Recognizing when care shifts from cure to comfort
“Memory care” facilities in America are strange and unique phenomena. They have no true counterparts in most other advanced economies. Many other nations, for example, facilitate community-based dementia care in smaller cohorts. Some have even innovated through building dementia-focused communities, the best known of which is the Hogeweyk Dementia Village in the Netherlands. By contrast, in the United States, the concept of “memory care facilities” is strongly linked to the growth of assisted living. While some people living with dementia reside in long-term skilled nursing facilities (SNFs), such facilities are often a last resort for patients and families, as they nearly universally look and feel like hospitals. In most states, memory care units are embedded within assisted living facilities (ALFs), which are in turn regulated by state, rather than federal, entities.
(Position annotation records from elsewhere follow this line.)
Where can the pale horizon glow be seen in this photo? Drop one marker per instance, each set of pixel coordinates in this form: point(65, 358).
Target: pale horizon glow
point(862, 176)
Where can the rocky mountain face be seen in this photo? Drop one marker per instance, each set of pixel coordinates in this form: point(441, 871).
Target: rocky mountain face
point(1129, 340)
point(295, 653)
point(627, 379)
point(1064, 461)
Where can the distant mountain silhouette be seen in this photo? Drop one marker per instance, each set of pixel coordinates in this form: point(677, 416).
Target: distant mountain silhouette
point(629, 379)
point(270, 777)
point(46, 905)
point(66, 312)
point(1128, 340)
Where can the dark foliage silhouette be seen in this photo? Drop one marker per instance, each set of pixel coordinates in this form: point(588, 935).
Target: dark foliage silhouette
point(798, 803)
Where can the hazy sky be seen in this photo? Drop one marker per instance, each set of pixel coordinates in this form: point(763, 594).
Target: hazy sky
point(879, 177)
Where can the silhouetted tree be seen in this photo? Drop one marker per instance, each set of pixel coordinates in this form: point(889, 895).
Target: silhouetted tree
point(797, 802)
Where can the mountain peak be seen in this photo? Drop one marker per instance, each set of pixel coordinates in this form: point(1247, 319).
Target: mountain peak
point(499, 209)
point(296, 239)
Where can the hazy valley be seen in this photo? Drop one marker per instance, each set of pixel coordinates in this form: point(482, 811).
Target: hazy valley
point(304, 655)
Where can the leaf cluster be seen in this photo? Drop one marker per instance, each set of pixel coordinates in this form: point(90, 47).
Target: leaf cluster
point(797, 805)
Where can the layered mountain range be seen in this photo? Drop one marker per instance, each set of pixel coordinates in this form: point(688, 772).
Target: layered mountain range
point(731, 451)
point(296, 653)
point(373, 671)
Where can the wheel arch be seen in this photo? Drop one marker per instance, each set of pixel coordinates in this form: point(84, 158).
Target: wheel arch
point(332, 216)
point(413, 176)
Dying and the experience of death are deeply difficult yet universally human things, at any age. We spend considerable time figuring out how best to live and support our loved ones as they live, yet death and dying receive comparably scant attention. This is as true of doctors and healthcare providers as it is of patients. As critical care physician-turned palliative care specialist Jessica Nutik Zitter has written, nearly all of us tend to “take our leave” in conversations about dying. For doctors, “rather than confront our own discomfort… we move on to the next patient.” We avoid what we can, until we can’t.
Health systems and insurance schemes compound this avoidance. Health systems are so thoroughly built to try to fix things that the machinery of medicine approaches dying as failure. In common parlance, some version of “There is nothing else we can do” is often uttered. Health insurance doubles down on this black-and-white, fix-or-fail mentality. You are either on hospice, or you are not on hospice. In many administrative and financial models for healthcare insurance, the border between “curative” and “palliative” medicine is nearly impermeable. There is no gray.
The problem is that the universally difficult experience of death and dying is painted in many shades of gray. As a geriatrician serving many of the oldest of our elders, dying and sometimes death are near-daily encounters. As one mentor reminded me, “We have a 100% mortality rate” in geriatric medicine. For healthcare providers in palliative and primary care, the inevitability of dying means we must attend to the gray areas of life and death, journeying through them with patients and families. This means spending time asking and answering hard questions about who we are, what we want, and what kind of horizon we envision for ourselves in life’s twilight.
One of the hardest pills for us to swallow is the recognition that medicine’s tremendous capacity to fix can itself cause harm toward the end of life. I choose those words purposefully and not lightly: cause harm. It is not just that fix-it, curative medicine can become ineffective. For many, there are tipping points at which curative medicine no longer prevents decline and instead contributes to it. For those living with advanced illness, encounters in hospitals and emergency rooms often carry large trade-offs for our health, both physical and mental. In such settings, our ailment may be successfully treated, but we return home profoundly weakened both physically and cognitively. That weakening both dampens our quality of life and simultaneously puts us at high risk for returning to the hospital, again and again. This phenomenon is now so well-studied that researchers have a name for it: “the hospital-dependent patient.” Rather than stymie dying, we sometimes accelerate it through our interventions, rendering patients dependent on the most advanced technologies, found only in hospitals, in order to survive. And the nature of that survival—spending, for example, over half their remaining months of life in hospitals and nursing homes instead of in their homes and communities—may not align with their wishes for the end of their lives. This is why, paradoxically, hospice care can sometimes prolong life in addition to improving its quality.
It is often incredibly challenging for non-clinicians, and even sometimes clinicians, to discern whether or not someone has reached this tipping point. One quite revealing approach to this challenge has been to pose what is called the “surprise question.” Patients, families and clinicians alike can be asked, “Would you be surprised if this individual died within the next twelve months” (sometimes the duration is shortened to six months)? Our predictions aren’t perfect – there is, for example, more margin of error for those who answer “no, I would not be surprised” than for those answering “yes, I would be surprised”—but it may be a helpful starting point in the midst of uncertainty.
When is it appropriate to enroll in hospice? The short answer is: as soon as you and your healthcare providers think that hospice care might align with your own goals of care and when an assessment of the relative benefits of “fix-it” versus palliative medicine tilts toward the latter. Sometimes it is best to answer a critical question by seeking to answer several related questions, such as:
And remember: one can elect to disenroll from hospice at any time. It is not finality. It is an embrace of doing things differently at a unique crossroads in the journey of life. It is the realization that working through the gray can be good: for us, for our families, and for the communities we love.